Split realities that hardly seem possible at the same time.
It feels like we pulled back and forth between good news and bad news. Where each story we hear seems disconnected from the last. Where what was normal may never be again. We are trying, sometimes desperately so, to keep doing the things we’re used to doing in these new or adapted ways, while at the same time knowing that the world we are living in is not the same. Cannot be the same.
It is almost as if we be believe that this pandemic moment is like a dream, an exception to reality. That life will soon go back to normal and we will all forget this awful time of forced physical isolation, this time of pandemic.
Maybe rather than doubting that Jesus was alive, Thomas knew something that we haven’t quite figured out yet.
There is no going back, there is no back to normal waiting for us on the other side.
So after the empty tomb, after appearing behind locked doors, Thomas refuses to believe…
And then 7 days later, Jesus shows up again. Jesus shows up and brings again resurrection reality into existence, but this time in front of Thomas.
Yet, Jesus doesn’t leave the two realities to exist side by side, at opposite ends of the room. Jesus slows down, and stands before Thomas and begins taking both worlds, both stories, both realities into himself.
“See Thomas, here are my living hands AND the nail marks that they bear. Here is my breathing side AND the hole left by the spear.”

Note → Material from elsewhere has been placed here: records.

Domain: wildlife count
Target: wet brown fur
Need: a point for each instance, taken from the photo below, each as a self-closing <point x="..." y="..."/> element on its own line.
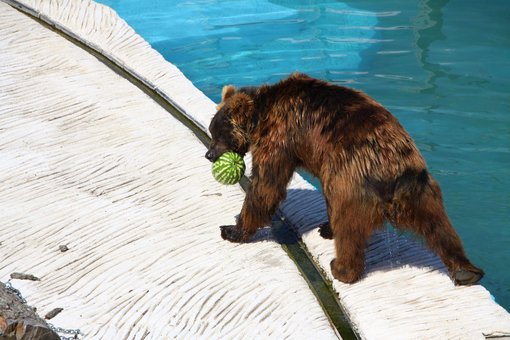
<point x="370" y="169"/>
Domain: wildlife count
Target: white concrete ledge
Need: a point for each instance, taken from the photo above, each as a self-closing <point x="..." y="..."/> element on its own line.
<point x="89" y="161"/>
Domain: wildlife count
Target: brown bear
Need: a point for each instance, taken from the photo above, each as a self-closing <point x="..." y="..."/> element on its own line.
<point x="369" y="167"/>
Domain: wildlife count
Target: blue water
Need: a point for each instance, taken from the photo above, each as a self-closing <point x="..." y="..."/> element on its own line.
<point x="442" y="67"/>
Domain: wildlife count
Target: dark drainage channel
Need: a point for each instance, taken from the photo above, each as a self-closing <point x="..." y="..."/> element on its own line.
<point x="284" y="233"/>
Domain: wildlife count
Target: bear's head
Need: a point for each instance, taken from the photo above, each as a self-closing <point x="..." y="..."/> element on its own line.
<point x="232" y="124"/>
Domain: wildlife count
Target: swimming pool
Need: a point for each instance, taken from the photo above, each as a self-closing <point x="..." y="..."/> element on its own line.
<point x="440" y="66"/>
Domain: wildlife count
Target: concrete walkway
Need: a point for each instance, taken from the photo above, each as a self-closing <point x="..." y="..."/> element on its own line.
<point x="89" y="161"/>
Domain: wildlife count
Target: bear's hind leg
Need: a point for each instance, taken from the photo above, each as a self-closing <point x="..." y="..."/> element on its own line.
<point x="424" y="214"/>
<point x="325" y="230"/>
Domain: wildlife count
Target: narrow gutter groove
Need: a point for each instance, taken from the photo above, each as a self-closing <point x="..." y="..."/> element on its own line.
<point x="289" y="240"/>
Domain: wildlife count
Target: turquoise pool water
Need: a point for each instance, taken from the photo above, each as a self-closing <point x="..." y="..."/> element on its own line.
<point x="442" y="67"/>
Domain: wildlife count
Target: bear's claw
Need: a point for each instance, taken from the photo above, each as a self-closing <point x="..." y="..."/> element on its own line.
<point x="232" y="233"/>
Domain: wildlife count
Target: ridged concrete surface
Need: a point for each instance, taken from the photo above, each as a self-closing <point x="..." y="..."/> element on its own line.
<point x="89" y="161"/>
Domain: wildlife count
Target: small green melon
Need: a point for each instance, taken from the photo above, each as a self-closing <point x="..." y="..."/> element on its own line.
<point x="229" y="168"/>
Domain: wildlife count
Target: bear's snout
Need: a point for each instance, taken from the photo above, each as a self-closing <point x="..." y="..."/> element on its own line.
<point x="211" y="155"/>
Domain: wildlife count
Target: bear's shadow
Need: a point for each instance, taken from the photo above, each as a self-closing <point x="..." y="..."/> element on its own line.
<point x="387" y="249"/>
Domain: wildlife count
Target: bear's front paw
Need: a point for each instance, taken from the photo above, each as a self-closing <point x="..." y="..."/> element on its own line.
<point x="344" y="274"/>
<point x="467" y="276"/>
<point x="325" y="231"/>
<point x="232" y="233"/>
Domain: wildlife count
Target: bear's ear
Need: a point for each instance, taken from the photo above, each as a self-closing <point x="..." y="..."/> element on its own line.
<point x="227" y="92"/>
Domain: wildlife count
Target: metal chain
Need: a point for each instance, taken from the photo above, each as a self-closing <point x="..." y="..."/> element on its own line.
<point x="62" y="332"/>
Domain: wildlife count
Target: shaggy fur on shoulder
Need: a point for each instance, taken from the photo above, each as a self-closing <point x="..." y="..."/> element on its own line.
<point x="370" y="169"/>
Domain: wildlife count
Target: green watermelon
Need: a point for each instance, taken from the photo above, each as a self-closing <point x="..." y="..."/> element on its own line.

With arms wide and resurrected body on display, Jesus begins the work of tying the two stories together.
“The suffering, betrayal, and grief that you are experiencing now, the crucifixion that you witnessed on Friday… My body still bears those marks” Jesus says.
“And yet here I am.” Jesus says to Thomas and the others. “Here I am, in flesh, alive.”
Jesus ties together these experiences that seemed to be so far from each other. The story of crucifixion and death, of hiding behind locked doors in a dangerous world is now the same story as story of resurrection and new life, of empty tombs and impossibly to believe appearances.
As Jesus stand before Thomas and the others, his resurrected body, scars and all, declares that their story suffering, sin and death is now the same story God’s story of resurrection and new life.
It is the same way that Jesus stands before us, in the midst of pandemic. When the competing realities ping pong us between grief and hope, despair and release… Jesus reminds us again, that both stories belong to God.
Jesus reminds us that even in pandemic, that death tolls and rainbow window messages, that desperate conditions in care homes and pots banging at shift change, that frightened hospital staff and good samaritan shoppers, that all the good and bad, that all the tragic and hopeful, they all belong to God.
That when the power of our own spirit is not enough to conquer the darkness, Jesus reminds us that he has gone first through to the other side. That Christ has conquered death, and will bring us through to New Life as well.
God is writing our story anew, and even though we feel like we are bouncing between realities, God is gathering our stories and us into the one story of New Life. The story that began in a manger, seemingly ended on a cross, yet continued on with an empty tomb, and with peace breathed behind locked doors and scars that show us the way to the other side.
As Jesus stands before us with the scars and wounds of our life on his body, Jesus tells Thomas and us again that our hope lies in the one who makes room for all of creation, our hope lies in the one who brings all of our stories into God, and who brings us to New Life.